Knitting for the Masses
Now here's the thing about knitting in public that I find most disconcerting. It's not the inane comments, no matter how kindly meant. In my strictly unscientific, purely off-the-cuff observations, most people confuse knitting with crocheting but ARE interested in what I'm doing. What amazes me is that, once enlightened as to what knitting is, they then have the unmitigated nerve to ask, "Well, could you make ME something?"
I think not. My stock answer is, "I don't knit for other people." This is not strictly true. I have been known to crank out Wallabys for the grandchildren, socks for the daughters, an occasional charity item if I'm feeling charitable. I will knit for you if you have won my heart, no doubt about that.
The fact of the matter is, I don't live to knit for others. I'm a frustrated painter and sculptor. I can't draw a straight line. But I love color and texture. I love the fiber in my hands. I have momentary flashes of design inspiration that I try to translate into knitted reality.

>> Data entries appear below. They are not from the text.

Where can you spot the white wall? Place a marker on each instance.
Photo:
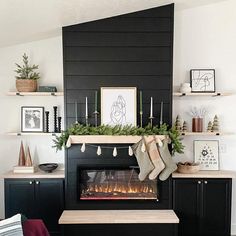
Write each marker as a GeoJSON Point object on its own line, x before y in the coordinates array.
{"type": "Point", "coordinates": [48, 54]}
{"type": "Point", "coordinates": [205, 38]}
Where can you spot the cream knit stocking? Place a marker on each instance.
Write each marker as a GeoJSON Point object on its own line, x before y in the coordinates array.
{"type": "Point", "coordinates": [167, 159]}
{"type": "Point", "coordinates": [155, 158]}
{"type": "Point", "coordinates": [143, 160]}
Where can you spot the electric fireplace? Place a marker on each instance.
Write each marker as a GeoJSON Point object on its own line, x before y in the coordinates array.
{"type": "Point", "coordinates": [115, 184]}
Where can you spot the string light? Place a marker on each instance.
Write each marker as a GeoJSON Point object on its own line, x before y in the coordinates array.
{"type": "Point", "coordinates": [99, 151]}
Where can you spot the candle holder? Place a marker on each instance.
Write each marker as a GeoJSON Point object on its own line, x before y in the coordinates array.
{"type": "Point", "coordinates": [96, 113]}
{"type": "Point", "coordinates": [151, 118]}
{"type": "Point", "coordinates": [55, 118]}
{"type": "Point", "coordinates": [59, 124]}
{"type": "Point", "coordinates": [46, 121]}
{"type": "Point", "coordinates": [161, 114]}
{"type": "Point", "coordinates": [76, 113]}
{"type": "Point", "coordinates": [141, 118]}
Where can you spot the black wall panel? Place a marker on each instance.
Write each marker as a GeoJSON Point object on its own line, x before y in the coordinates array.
{"type": "Point", "coordinates": [132, 50]}
{"type": "Point", "coordinates": [128, 50]}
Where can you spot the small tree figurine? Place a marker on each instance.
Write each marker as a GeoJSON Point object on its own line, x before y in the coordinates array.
{"type": "Point", "coordinates": [215, 126]}
{"type": "Point", "coordinates": [26, 79]}
{"type": "Point", "coordinates": [209, 126]}
{"type": "Point", "coordinates": [178, 123]}
{"type": "Point", "coordinates": [185, 127]}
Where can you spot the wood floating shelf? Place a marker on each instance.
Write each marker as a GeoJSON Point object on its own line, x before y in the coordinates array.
{"type": "Point", "coordinates": [35, 93]}
{"type": "Point", "coordinates": [205, 133]}
{"type": "Point", "coordinates": [217, 94]}
{"type": "Point", "coordinates": [31, 134]}
{"type": "Point", "coordinates": [106, 139]}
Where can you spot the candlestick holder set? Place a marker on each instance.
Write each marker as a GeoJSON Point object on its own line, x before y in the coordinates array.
{"type": "Point", "coordinates": [56, 121]}
{"type": "Point", "coordinates": [96, 113]}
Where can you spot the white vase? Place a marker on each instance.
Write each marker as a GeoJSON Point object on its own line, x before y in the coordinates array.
{"type": "Point", "coordinates": [185, 88]}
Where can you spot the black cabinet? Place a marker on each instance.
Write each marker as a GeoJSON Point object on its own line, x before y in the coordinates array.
{"type": "Point", "coordinates": [36, 198]}
{"type": "Point", "coordinates": [203, 206]}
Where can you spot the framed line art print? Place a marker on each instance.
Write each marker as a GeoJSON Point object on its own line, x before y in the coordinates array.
{"type": "Point", "coordinates": [32, 119]}
{"type": "Point", "coordinates": [202, 80]}
{"type": "Point", "coordinates": [206, 152]}
{"type": "Point", "coordinates": [119, 106]}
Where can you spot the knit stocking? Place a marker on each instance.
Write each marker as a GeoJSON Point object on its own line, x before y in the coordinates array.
{"type": "Point", "coordinates": [155, 158]}
{"type": "Point", "coordinates": [167, 159]}
{"type": "Point", "coordinates": [145, 165]}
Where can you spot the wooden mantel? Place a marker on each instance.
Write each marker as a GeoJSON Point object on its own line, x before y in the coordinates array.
{"type": "Point", "coordinates": [118, 217]}
{"type": "Point", "coordinates": [103, 139]}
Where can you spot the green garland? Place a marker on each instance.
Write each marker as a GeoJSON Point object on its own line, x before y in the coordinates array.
{"type": "Point", "coordinates": [79, 129]}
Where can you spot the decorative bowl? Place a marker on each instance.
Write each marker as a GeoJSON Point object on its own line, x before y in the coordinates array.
{"type": "Point", "coordinates": [188, 168]}
{"type": "Point", "coordinates": [48, 167]}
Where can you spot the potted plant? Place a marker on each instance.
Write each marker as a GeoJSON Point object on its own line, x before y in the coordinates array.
{"type": "Point", "coordinates": [26, 79]}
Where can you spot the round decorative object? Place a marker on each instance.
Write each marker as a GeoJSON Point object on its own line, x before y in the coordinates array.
{"type": "Point", "coordinates": [48, 167]}
{"type": "Point", "coordinates": [185, 88]}
{"type": "Point", "coordinates": [188, 168]}
{"type": "Point", "coordinates": [26, 85]}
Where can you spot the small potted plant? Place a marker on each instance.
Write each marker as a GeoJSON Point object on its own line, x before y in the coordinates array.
{"type": "Point", "coordinates": [26, 79]}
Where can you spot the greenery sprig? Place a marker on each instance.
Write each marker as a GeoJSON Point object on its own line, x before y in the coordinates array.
{"type": "Point", "coordinates": [80, 129]}
{"type": "Point", "coordinates": [26, 71]}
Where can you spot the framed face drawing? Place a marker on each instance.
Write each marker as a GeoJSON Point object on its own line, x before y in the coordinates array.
{"type": "Point", "coordinates": [202, 80]}
{"type": "Point", "coordinates": [32, 119]}
{"type": "Point", "coordinates": [119, 106]}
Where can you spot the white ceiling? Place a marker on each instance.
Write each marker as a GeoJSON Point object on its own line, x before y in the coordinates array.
{"type": "Point", "coordinates": [28, 20]}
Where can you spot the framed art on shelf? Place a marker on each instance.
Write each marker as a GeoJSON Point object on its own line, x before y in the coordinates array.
{"type": "Point", "coordinates": [119, 106]}
{"type": "Point", "coordinates": [32, 119]}
{"type": "Point", "coordinates": [206, 152]}
{"type": "Point", "coordinates": [202, 80]}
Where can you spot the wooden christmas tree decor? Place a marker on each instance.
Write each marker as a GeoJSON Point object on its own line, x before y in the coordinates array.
{"type": "Point", "coordinates": [21, 161]}
{"type": "Point", "coordinates": [215, 126]}
{"type": "Point", "coordinates": [209, 126]}
{"type": "Point", "coordinates": [185, 127]}
{"type": "Point", "coordinates": [178, 123]}
{"type": "Point", "coordinates": [28, 160]}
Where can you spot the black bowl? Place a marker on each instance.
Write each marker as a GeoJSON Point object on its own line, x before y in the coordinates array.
{"type": "Point", "coordinates": [48, 167]}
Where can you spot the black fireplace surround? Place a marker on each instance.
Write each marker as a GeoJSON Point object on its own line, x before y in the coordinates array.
{"type": "Point", "coordinates": [132, 50]}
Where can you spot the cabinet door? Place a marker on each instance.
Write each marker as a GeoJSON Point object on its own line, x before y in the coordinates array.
{"type": "Point", "coordinates": [19, 197]}
{"type": "Point", "coordinates": [50, 202]}
{"type": "Point", "coordinates": [186, 200]}
{"type": "Point", "coordinates": [216, 209]}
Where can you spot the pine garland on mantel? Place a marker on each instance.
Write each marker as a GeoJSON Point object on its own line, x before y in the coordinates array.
{"type": "Point", "coordinates": [80, 129]}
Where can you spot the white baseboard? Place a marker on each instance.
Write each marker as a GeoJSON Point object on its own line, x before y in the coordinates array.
{"type": "Point", "coordinates": [233, 229]}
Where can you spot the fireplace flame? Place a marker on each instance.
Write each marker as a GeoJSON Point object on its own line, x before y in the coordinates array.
{"type": "Point", "coordinates": [119, 188]}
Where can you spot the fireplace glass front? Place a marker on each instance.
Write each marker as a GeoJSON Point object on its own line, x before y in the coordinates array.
{"type": "Point", "coordinates": [115, 184]}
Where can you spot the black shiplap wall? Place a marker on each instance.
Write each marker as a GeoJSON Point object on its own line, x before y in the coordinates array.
{"type": "Point", "coordinates": [132, 50]}
{"type": "Point", "coordinates": [128, 50]}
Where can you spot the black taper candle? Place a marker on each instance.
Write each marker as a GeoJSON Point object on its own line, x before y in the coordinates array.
{"type": "Point", "coordinates": [46, 121]}
{"type": "Point", "coordinates": [55, 118]}
{"type": "Point", "coordinates": [59, 124]}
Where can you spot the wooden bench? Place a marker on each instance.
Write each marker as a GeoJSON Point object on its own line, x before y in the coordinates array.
{"type": "Point", "coordinates": [119, 222]}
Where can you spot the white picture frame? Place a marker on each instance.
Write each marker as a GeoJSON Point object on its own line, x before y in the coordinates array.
{"type": "Point", "coordinates": [206, 152]}
{"type": "Point", "coordinates": [119, 106]}
{"type": "Point", "coordinates": [32, 119]}
{"type": "Point", "coordinates": [202, 80]}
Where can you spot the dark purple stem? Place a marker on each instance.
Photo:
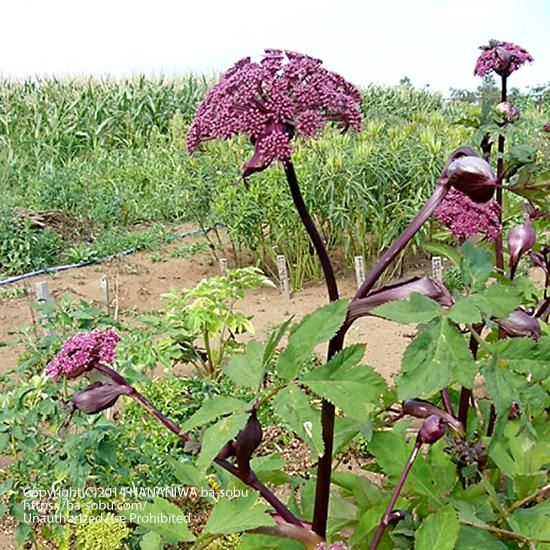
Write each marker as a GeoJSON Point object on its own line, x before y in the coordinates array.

I did not learn to knit and study knitting all these years to make someone a Wool-Ease pullover.
The funny thing is, when I explain to those in dire need of one of my garments that it takes weeks and weeks and frequently months from start to finish and that I do what I do for the aforementioned reasons, they offer to pay me, without understanding that it is not a question of money, it is a question of design freedom and personal satisfaction.
And then get offended when I turn down their, um, generous offer of cash. So my solution--I do a rough calculation in my head of what it would cost them for one of my sweaters, using a base of $10 an hour, which is pretty cheap, all things being equal. And then I tell them.
Works for me. Am I an artiste with an attitude? Maybe. Maybe it's a question of educating the masses, not knitting for them.